Z Fortalezy do Gujany Francuskiej mieliśmy do pokonania 1000 mil morskich. Ze względu na wiejący pasat, wiedzieliśmy, że czeka nas jazda z wiatrem. Prognoza pogody zapowiadała wiatr wiejący z prędkością do 20 węzłów przez pierwsze dwa, trzy dni. Jedynie pierwszej nocy wiatr powiewał do 30 węzłów. Od równika weszliśmy w strefę słabych wiatrów. Zaletą tej pogody była możliwość zabawy spinakerem, gdyż w ciągu dnia wiatr utrzymywał się w okolicach 10-15 węzłów, co stwarzało idealne warunki dla naszego asymetryka. Czas upływał nam bardzo sympatycznie – poza żeglarskimi przyjemnościami, czyli stawianiem spinakera, poświęcaliśmy się wędkowaniu, opalaniu, zajadaniu różnych pyszności (między innymi sushi przyrządzonego przez Tomasza), a także grze w brydża. Natalka załapała karcianego bakcyla w zeszłym roku, podczas rejsu z Panamy na Galapagos, kiedy to w świat brydża wprowadził ją Jurek. Teraz do stolika karcianego zasiadaliśmy w następującym składzie – Mariusz z Michałem kontra Natalia i Hanka. Panowie dominowali umiejętnościami i praktyką, a my z Natalią miałyśmy za to lepszą kartę i dzięki temu jakoś współpraca się układała…. My wygrałyśmy ilościowo więcej robrów, zaś panowie osiągnęli ogólnie lepszy wynik punkowy. Do brzegów Iles du Salut, wysp należących do Gujany Francuskiej, dopłynęliśmy w środę o 0900.
- pierwsze stawianie spinakera w tym roku
- apetyt na sushi
- my jemy sushi, a Katharsis mknie pod spinakerem
- i znów stawiamy spinakera
- olbrzym wypełnia się wiatrem
- klarowanie lin
- poranny połów Mariusza
- Natalia z delfinem
- skok przed dziobem
- Katharsis o świcie
- pasażerowie na gapę
- spokojna świtówka
Dzień dobry,
Szukając informacji na temat relacji wypraw do Gujany Francuskiej natrafiłem na państwa blog.

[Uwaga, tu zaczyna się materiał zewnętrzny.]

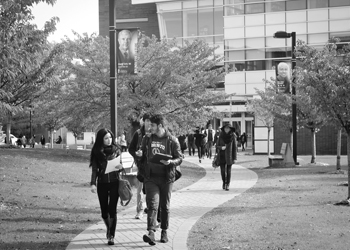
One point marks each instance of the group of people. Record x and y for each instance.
(157, 177)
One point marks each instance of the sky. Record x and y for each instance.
(78, 15)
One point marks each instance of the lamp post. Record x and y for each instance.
(283, 34)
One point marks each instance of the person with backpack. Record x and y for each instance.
(134, 147)
(159, 176)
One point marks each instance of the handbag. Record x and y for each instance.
(124, 188)
(216, 160)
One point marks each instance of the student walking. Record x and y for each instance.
(227, 149)
(159, 176)
(105, 149)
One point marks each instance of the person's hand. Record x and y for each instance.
(139, 153)
(120, 166)
(165, 162)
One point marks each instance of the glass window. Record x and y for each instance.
(218, 21)
(339, 13)
(254, 8)
(251, 20)
(275, 6)
(255, 65)
(276, 52)
(317, 38)
(255, 43)
(190, 23)
(172, 24)
(274, 18)
(312, 4)
(234, 10)
(254, 31)
(275, 42)
(234, 44)
(296, 5)
(169, 6)
(189, 4)
(296, 17)
(219, 41)
(335, 3)
(202, 3)
(205, 22)
(318, 27)
(317, 15)
(299, 28)
(234, 33)
(341, 25)
(235, 55)
(272, 29)
(255, 54)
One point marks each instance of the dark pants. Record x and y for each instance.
(108, 197)
(191, 148)
(226, 173)
(158, 194)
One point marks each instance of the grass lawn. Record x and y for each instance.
(289, 208)
(45, 198)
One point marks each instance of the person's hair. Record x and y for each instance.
(99, 143)
(157, 119)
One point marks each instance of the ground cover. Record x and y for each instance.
(45, 198)
(291, 208)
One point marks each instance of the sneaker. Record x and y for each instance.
(149, 238)
(139, 215)
(164, 237)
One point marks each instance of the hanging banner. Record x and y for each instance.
(127, 50)
(283, 76)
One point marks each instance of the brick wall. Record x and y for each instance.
(125, 10)
(326, 141)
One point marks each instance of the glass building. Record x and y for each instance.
(243, 30)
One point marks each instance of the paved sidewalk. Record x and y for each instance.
(187, 206)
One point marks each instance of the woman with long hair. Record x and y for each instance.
(227, 150)
(105, 149)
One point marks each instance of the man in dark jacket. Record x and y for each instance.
(159, 175)
(134, 148)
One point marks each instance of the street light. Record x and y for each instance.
(283, 34)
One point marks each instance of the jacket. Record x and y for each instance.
(99, 165)
(229, 155)
(172, 147)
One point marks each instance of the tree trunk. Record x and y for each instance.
(313, 146)
(339, 149)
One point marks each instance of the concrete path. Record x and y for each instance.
(187, 206)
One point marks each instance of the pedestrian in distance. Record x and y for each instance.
(227, 149)
(135, 151)
(103, 150)
(159, 175)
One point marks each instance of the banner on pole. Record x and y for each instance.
(127, 50)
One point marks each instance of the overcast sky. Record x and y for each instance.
(78, 15)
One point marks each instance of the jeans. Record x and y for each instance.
(108, 197)
(226, 173)
(139, 196)
(158, 193)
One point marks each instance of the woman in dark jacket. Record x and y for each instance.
(227, 150)
(103, 150)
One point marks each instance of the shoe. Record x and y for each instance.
(139, 215)
(149, 238)
(111, 240)
(164, 237)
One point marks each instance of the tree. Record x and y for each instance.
(171, 82)
(26, 62)
(327, 80)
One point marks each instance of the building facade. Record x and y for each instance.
(243, 31)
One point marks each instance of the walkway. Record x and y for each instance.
(187, 206)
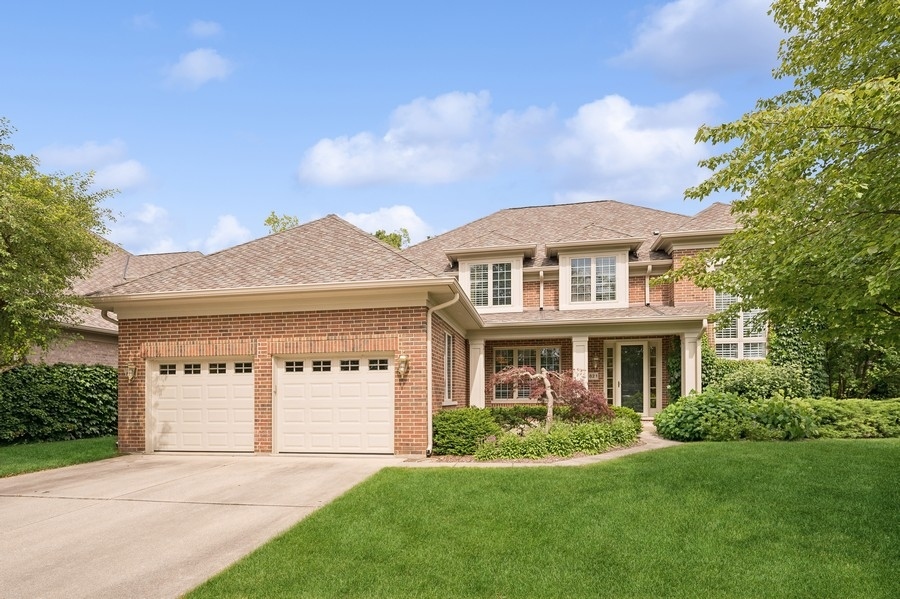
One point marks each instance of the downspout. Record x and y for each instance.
(541, 299)
(647, 285)
(429, 374)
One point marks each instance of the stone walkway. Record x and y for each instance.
(647, 441)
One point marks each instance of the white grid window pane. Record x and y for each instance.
(478, 282)
(605, 282)
(378, 364)
(550, 359)
(754, 323)
(526, 357)
(726, 329)
(755, 350)
(726, 350)
(503, 358)
(581, 279)
(502, 284)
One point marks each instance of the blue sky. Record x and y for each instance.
(207, 116)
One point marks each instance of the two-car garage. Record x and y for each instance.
(320, 404)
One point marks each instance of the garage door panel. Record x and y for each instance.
(205, 411)
(343, 411)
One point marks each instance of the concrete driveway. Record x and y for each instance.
(155, 525)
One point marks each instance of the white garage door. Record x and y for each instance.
(335, 405)
(202, 405)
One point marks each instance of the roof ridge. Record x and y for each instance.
(386, 245)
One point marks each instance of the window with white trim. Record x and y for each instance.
(743, 337)
(493, 285)
(535, 357)
(448, 368)
(594, 281)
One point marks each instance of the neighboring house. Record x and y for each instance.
(322, 339)
(94, 339)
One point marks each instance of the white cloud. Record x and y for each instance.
(438, 140)
(391, 219)
(200, 28)
(89, 154)
(227, 232)
(609, 148)
(613, 148)
(145, 231)
(698, 38)
(108, 161)
(122, 175)
(198, 67)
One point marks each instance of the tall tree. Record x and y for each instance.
(399, 238)
(817, 171)
(49, 237)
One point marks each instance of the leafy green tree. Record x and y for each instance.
(49, 237)
(399, 238)
(817, 171)
(277, 223)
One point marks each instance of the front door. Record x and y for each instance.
(631, 386)
(632, 371)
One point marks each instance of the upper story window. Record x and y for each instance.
(594, 281)
(743, 337)
(493, 285)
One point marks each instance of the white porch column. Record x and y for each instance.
(580, 359)
(690, 363)
(476, 374)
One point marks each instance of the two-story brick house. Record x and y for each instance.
(322, 339)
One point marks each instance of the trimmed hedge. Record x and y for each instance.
(718, 416)
(564, 440)
(857, 418)
(57, 403)
(461, 431)
(761, 380)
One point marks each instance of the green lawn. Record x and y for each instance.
(18, 459)
(803, 519)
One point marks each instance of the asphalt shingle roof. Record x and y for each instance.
(119, 266)
(542, 225)
(327, 250)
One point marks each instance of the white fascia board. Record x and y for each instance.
(689, 239)
(457, 254)
(631, 243)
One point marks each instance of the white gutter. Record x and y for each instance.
(647, 285)
(429, 374)
(541, 304)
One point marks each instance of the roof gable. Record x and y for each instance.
(327, 250)
(553, 225)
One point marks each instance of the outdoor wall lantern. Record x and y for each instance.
(402, 365)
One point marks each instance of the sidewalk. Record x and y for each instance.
(647, 441)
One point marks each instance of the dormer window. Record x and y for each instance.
(597, 280)
(493, 285)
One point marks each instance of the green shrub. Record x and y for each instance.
(786, 418)
(510, 417)
(760, 380)
(629, 415)
(856, 418)
(564, 439)
(711, 415)
(57, 403)
(460, 431)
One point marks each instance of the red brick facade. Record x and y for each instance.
(686, 291)
(263, 337)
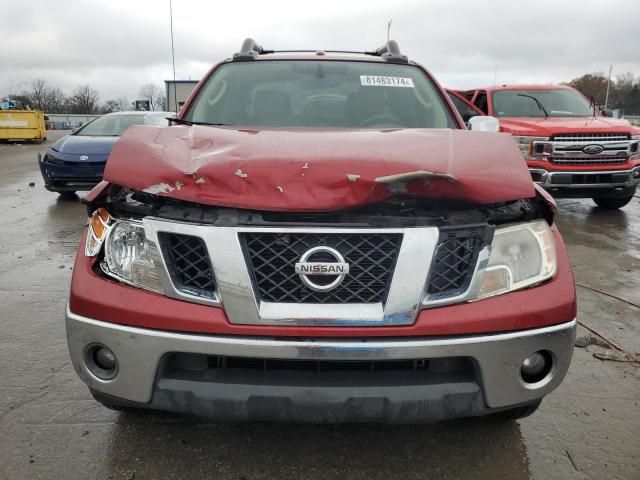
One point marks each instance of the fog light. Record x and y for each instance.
(536, 367)
(104, 358)
(101, 362)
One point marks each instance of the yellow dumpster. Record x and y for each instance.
(22, 125)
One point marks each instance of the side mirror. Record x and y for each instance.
(158, 119)
(468, 115)
(482, 123)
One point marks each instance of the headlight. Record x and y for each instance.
(534, 148)
(521, 256)
(131, 258)
(635, 148)
(51, 160)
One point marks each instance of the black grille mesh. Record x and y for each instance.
(454, 261)
(371, 258)
(188, 263)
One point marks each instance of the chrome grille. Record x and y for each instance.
(188, 264)
(590, 137)
(371, 258)
(586, 161)
(616, 148)
(454, 261)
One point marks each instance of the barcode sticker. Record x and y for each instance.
(380, 81)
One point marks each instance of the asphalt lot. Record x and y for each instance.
(51, 428)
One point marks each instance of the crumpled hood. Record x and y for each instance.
(317, 169)
(545, 127)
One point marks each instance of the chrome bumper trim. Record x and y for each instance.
(633, 178)
(498, 356)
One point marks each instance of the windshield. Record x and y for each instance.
(279, 93)
(533, 103)
(110, 125)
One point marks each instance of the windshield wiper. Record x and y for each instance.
(546, 115)
(182, 121)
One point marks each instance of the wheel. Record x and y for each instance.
(516, 413)
(612, 203)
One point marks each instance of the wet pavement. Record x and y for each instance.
(51, 428)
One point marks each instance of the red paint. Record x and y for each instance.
(103, 299)
(546, 127)
(310, 169)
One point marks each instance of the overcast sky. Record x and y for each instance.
(119, 45)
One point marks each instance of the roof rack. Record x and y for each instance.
(249, 51)
(389, 52)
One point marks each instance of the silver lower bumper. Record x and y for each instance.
(586, 179)
(497, 356)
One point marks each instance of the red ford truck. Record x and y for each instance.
(572, 149)
(318, 238)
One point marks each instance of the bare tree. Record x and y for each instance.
(161, 102)
(150, 92)
(84, 99)
(123, 104)
(56, 101)
(37, 94)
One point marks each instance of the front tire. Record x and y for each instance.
(612, 203)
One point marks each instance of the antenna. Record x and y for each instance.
(173, 60)
(606, 98)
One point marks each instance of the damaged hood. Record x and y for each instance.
(317, 170)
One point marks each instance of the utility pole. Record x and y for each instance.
(606, 98)
(173, 61)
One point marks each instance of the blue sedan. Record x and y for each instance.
(77, 161)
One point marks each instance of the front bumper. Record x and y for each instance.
(70, 177)
(575, 182)
(494, 382)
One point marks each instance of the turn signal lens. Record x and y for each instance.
(99, 226)
(521, 256)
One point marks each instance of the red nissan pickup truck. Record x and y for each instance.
(318, 238)
(572, 149)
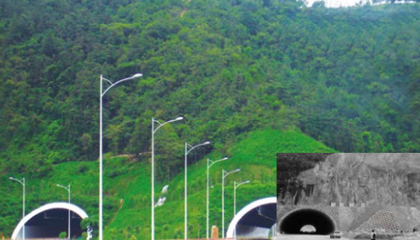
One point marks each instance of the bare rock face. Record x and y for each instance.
(362, 179)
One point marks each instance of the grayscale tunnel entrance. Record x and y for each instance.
(50, 223)
(295, 221)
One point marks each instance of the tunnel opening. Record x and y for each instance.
(50, 223)
(255, 221)
(49, 220)
(295, 221)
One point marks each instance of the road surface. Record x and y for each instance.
(305, 237)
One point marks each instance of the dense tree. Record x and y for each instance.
(347, 77)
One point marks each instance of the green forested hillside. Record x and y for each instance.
(127, 188)
(347, 77)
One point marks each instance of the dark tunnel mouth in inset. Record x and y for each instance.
(294, 221)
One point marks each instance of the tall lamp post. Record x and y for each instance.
(102, 93)
(69, 223)
(235, 186)
(224, 175)
(23, 202)
(153, 168)
(209, 164)
(186, 181)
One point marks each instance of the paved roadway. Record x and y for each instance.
(305, 237)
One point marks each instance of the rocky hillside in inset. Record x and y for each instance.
(361, 179)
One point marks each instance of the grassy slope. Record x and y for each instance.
(130, 181)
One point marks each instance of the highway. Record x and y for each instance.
(305, 237)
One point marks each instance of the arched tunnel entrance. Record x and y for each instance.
(50, 220)
(255, 221)
(295, 221)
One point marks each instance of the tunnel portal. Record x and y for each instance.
(50, 220)
(51, 223)
(293, 222)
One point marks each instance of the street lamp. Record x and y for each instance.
(69, 191)
(102, 93)
(185, 194)
(225, 174)
(235, 186)
(153, 167)
(209, 164)
(23, 202)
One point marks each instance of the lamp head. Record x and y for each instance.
(137, 75)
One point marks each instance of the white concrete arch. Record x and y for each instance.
(245, 210)
(46, 207)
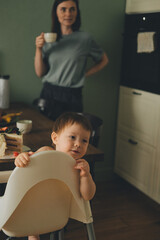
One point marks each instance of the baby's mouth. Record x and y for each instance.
(75, 151)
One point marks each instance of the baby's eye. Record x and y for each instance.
(63, 9)
(72, 9)
(72, 137)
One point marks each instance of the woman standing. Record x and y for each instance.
(62, 64)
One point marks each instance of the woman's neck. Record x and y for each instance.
(66, 30)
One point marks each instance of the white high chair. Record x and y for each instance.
(41, 197)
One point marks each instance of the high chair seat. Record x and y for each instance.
(41, 197)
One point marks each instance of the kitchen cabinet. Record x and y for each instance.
(137, 154)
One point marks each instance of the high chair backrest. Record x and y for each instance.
(41, 197)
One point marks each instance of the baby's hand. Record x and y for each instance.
(23, 159)
(83, 166)
(40, 40)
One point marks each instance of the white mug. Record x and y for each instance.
(24, 126)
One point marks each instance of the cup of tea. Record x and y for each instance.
(24, 126)
(50, 37)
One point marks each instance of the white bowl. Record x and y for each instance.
(24, 126)
(50, 37)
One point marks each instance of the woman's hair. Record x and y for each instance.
(55, 23)
(69, 118)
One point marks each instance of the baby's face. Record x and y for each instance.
(73, 140)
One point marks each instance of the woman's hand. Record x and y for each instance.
(23, 159)
(40, 40)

Proszę mi powiedzieć, czy komunikowali się tam państwo w języku Francuskim czy wystarczył angielski?
Chciałbym też się dowiedzieć jak wygląda tam sprawa noclegów, lub wynajmowania mieszkań. Jest jakakolwiek baza turystyczna czy raczej trzeba dogadywać się z tubylcami.
pozdrawiam
Witam,
jeśli chodzi o noclegi, to nie mam pojęcia, gdyż zostawaliśmy cały czas na łódce. Jak na kraj francuskojęzyczny wyjątkowo łatwo można się było porozumieć po angielsku. Gujana Francuska jest w naszym odczuciu bardzo cywilizowanym krajem, w którym łatwo się zorganizować.
Pozdrawiamy i powodzenia!
Hanuś i Mariusz
Ps. Może jakiś link do relacji z wyprawy…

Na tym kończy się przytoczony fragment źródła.